I've been practicing aikido for 2.5 years now. This test will be for a 1st degree brown belt (my first non-white belt rank). It is the 4th test out of the 7 needed to get a black belt.
What's on the test?
The test will consist of demonstrating techniques chosen from a predetermined list against a variety of attacks. However, each test will always contain some "surprise" techniques from higher level test to push the student. These can include ground techniques, knife and weapon techniques or multiple attackers.
How do you know when you are ready test?
Testing is really just the culmination of a process a couple of months long involving training time requirements, a formal mentorship by a senior student, a practice test and the approval of the senior dojo members. Because of all these requirements the "test" you are seeing is really more of a showcase of the training level the student has already demonstrated.
How will we know if you are doing well?
When aikido is done right it is easy to appreciate. It looks very flowing and natural. I should look relaxed and comfortable; even if I fumble a technique and need to recover I should visibly be in control of both myself and my attacker at all times.

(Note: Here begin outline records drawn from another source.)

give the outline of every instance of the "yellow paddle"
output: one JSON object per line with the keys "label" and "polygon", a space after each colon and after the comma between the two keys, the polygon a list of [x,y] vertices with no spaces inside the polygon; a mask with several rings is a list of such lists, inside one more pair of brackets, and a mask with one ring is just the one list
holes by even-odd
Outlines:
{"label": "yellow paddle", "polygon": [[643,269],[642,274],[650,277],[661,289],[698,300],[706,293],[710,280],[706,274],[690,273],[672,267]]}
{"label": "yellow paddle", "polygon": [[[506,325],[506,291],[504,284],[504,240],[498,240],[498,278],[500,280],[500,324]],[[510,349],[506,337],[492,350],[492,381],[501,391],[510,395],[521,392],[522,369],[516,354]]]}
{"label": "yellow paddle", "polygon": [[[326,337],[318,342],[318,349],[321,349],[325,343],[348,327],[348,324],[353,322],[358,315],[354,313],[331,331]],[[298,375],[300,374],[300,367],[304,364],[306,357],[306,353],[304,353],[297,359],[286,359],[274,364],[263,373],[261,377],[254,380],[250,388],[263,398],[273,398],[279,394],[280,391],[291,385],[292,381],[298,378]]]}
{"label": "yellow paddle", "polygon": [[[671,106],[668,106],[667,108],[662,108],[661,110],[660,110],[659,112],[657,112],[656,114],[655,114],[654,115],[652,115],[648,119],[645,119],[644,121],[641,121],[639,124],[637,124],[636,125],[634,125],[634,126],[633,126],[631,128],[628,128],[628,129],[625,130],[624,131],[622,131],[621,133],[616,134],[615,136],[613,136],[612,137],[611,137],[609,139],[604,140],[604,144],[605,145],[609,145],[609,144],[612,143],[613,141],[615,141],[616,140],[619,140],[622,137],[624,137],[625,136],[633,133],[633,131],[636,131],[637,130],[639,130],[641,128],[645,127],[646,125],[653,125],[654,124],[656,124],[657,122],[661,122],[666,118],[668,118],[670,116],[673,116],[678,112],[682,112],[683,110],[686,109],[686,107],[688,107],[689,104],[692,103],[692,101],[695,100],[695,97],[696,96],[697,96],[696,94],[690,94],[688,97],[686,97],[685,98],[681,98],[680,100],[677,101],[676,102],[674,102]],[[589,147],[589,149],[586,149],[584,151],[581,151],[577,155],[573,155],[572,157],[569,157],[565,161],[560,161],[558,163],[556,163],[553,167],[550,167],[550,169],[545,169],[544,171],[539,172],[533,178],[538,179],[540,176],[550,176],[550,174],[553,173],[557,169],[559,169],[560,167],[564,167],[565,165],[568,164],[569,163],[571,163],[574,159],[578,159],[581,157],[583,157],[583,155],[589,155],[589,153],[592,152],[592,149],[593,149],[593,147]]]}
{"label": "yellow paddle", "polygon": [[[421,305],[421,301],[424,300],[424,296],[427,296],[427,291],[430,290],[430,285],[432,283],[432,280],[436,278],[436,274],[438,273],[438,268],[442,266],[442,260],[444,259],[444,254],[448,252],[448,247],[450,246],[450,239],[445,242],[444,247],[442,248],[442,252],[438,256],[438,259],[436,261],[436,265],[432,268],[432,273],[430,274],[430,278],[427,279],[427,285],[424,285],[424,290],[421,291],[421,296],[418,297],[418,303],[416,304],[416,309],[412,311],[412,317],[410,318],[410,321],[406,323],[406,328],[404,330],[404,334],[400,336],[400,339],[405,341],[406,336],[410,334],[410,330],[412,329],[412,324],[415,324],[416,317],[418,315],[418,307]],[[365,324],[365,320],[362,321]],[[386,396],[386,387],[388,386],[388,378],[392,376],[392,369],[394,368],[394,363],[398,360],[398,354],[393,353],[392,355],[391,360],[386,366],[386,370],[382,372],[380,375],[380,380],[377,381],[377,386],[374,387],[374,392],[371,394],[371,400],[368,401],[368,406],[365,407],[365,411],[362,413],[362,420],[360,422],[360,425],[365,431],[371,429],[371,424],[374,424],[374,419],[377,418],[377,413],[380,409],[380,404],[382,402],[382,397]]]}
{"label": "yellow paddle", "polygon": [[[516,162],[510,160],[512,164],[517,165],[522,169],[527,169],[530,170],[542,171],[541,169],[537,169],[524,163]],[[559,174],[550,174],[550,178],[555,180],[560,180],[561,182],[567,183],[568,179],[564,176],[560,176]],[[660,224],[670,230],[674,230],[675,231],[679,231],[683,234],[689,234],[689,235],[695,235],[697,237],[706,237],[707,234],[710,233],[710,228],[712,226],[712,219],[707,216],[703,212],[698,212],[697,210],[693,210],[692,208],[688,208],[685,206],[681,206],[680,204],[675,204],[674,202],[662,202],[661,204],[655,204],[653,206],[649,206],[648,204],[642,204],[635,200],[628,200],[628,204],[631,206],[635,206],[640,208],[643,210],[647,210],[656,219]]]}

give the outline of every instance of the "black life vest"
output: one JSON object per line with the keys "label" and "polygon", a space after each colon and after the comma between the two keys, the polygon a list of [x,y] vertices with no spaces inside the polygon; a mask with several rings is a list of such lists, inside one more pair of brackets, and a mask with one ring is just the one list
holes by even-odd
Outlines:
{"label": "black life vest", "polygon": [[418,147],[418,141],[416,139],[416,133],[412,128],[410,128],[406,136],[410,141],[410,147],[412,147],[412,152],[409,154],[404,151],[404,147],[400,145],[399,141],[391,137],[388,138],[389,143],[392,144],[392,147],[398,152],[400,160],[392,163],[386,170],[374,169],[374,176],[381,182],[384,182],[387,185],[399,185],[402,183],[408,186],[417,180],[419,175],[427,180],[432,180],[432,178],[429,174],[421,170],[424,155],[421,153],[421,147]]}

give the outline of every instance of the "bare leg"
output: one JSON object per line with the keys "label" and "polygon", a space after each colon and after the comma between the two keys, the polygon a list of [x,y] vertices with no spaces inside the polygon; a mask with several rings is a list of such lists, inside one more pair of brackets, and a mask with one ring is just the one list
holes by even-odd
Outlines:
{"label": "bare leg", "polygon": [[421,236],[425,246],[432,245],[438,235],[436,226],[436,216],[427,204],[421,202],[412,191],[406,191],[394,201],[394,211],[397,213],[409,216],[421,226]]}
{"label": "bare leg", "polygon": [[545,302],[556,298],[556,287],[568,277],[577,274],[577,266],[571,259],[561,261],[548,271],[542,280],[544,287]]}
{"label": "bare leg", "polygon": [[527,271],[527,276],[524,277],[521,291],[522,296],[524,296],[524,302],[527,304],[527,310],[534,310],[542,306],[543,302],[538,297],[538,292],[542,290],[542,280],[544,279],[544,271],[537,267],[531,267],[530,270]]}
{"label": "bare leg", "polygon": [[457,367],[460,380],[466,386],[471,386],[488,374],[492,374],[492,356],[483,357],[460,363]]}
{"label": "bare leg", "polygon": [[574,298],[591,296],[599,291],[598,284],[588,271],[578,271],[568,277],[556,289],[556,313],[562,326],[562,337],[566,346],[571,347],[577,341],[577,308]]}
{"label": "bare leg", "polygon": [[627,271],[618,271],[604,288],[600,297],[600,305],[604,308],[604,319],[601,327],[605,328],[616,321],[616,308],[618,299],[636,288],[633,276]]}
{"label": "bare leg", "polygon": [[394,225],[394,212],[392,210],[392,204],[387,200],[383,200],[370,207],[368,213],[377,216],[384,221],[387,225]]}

Some of this stuff looks ... weird
The techniques on the test are called kihon-waza, classical techniques. They make up the testing curriculum for historical reasons and some of them look far removed from what you would see in a real fight. Really, Kihon-waza is not all we do in aikido nor is it the ultimate demonstration of aikido. But to paraphrase one my sensei's "these are 'just dumb exercises' but we can still learn a lot from them if we do them right.".

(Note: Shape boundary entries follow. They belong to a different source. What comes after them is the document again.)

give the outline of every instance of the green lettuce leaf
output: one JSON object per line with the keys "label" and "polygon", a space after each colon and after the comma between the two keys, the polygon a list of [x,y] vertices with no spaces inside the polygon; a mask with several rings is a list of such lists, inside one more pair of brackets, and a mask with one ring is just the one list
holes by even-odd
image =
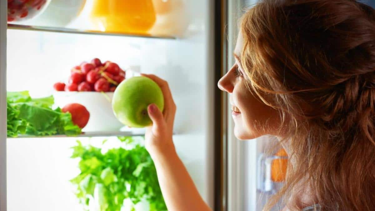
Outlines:
{"label": "green lettuce leaf", "polygon": [[[119,140],[134,142],[133,137]],[[104,154],[99,148],[77,142],[71,157],[80,159],[81,172],[70,182],[81,203],[88,205],[93,197],[101,211],[120,211],[125,199],[134,205],[146,200],[150,211],[166,210],[155,166],[144,146],[112,149]]]}
{"label": "green lettuce leaf", "polygon": [[54,110],[52,96],[32,98],[28,92],[9,92],[8,102],[7,134],[8,137],[19,134],[48,136],[64,134],[74,136],[81,133],[69,113],[58,108]]}

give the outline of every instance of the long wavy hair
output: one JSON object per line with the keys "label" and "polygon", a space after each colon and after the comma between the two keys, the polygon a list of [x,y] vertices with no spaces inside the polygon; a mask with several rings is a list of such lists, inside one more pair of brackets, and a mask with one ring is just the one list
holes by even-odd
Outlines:
{"label": "long wavy hair", "polygon": [[286,181],[268,201],[375,210],[375,11],[354,0],[264,0],[243,16],[249,89],[279,111]]}

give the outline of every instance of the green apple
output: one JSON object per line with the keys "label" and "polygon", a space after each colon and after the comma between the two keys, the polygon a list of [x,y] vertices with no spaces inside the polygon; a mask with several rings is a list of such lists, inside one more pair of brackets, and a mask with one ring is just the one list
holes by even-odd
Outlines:
{"label": "green apple", "polygon": [[116,89],[112,98],[112,109],[115,116],[123,124],[143,128],[152,123],[147,110],[152,103],[163,111],[164,96],[160,87],[147,77],[133,77],[121,82]]}

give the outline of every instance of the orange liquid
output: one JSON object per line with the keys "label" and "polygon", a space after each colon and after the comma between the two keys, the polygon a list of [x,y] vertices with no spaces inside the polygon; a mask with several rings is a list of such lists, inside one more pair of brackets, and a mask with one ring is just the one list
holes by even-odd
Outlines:
{"label": "orange liquid", "polygon": [[98,29],[146,33],[156,15],[152,0],[94,0],[90,18]]}
{"label": "orange liquid", "polygon": [[[282,148],[275,155],[280,157],[288,156],[286,152]],[[276,159],[272,161],[271,164],[271,177],[272,181],[279,182],[285,181],[286,176],[287,166],[287,159]]]}

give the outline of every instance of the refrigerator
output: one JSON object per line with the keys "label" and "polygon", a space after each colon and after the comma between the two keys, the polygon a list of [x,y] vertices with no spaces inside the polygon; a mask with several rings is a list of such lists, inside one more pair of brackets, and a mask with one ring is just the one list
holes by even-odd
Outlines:
{"label": "refrigerator", "polygon": [[[54,1],[57,2],[52,0],[50,3]],[[97,108],[90,112],[89,124],[93,119],[96,122],[92,122],[90,130],[76,137],[7,137],[7,91],[28,90],[33,98],[52,95],[55,103],[61,104],[60,106],[69,100],[96,103],[96,97],[83,95],[64,101],[66,99],[60,98],[53,90],[55,83],[67,81],[72,67],[95,57],[116,62],[124,70],[130,70],[127,71],[127,77],[128,74],[152,74],[168,82],[177,107],[173,136],[177,152],[203,199],[215,208],[214,183],[218,174],[215,173],[214,141],[215,134],[220,133],[214,124],[218,110],[214,97],[216,59],[213,53],[217,2],[169,1],[177,2],[182,7],[178,14],[165,17],[177,29],[144,35],[91,30],[84,16],[64,26],[33,25],[32,20],[7,23],[7,3],[11,1],[1,0],[1,211],[83,210],[69,181],[79,173],[78,161],[70,157],[71,148],[77,145],[76,141],[102,146],[105,140],[144,134],[141,129],[111,129],[105,116],[108,114]],[[59,2],[73,4],[75,1]],[[81,15],[89,10],[87,8],[92,2],[86,1]],[[57,15],[58,12],[55,15]],[[183,28],[182,32],[180,27]],[[107,146],[121,147],[116,143]],[[129,208],[125,206],[122,210]]]}

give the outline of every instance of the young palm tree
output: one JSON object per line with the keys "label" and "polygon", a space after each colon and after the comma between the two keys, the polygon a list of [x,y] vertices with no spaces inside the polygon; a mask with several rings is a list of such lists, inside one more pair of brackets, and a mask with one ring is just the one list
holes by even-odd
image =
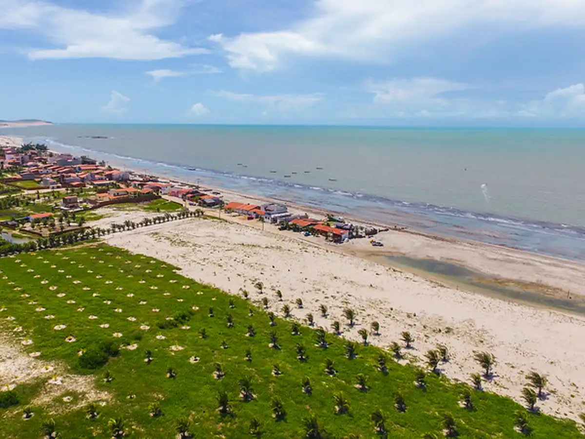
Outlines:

Kihon-waza is better thought of as a set of tools we use to study and develop aikido. To that end it's helpful to think of aikido as less of a set of fighting techniques (3 different kicks, 4 different punches, etc.) and more of a way of fighting (calm, composed, flowing and spontaneous).
"So do you both always know the attack and defense beforehand?"
This is a question Jen asked me at my test last year and I've been thinking about it since then. The short answer I gave her was "yes". Now I don't know what was going through Jen's head but it got me thinking about how I could convince people that this isn't just a dance recital.
Here is my answer a year later:
I've heard a quote that goes "great music shouldn't predictable but it should be inevitable.". I think the same thing is true of great aikido.
Everything should be an inevitable sequence of events you set up. Their attack should come because you've left an opening for them to attack. All the techniques that occur should be the result of your redirecting their attacks into an inevitable result. So while in general they might know what's coming (there are lots of variations within one technique so you can always mix things up) the person executing the technique should still be in control at all times. This control is can not be faked.
It's a hard effect to pull off, it's not an easy way to train, and it can easily degenerate into a dance recital.
But when it's done right it's both real and powerful.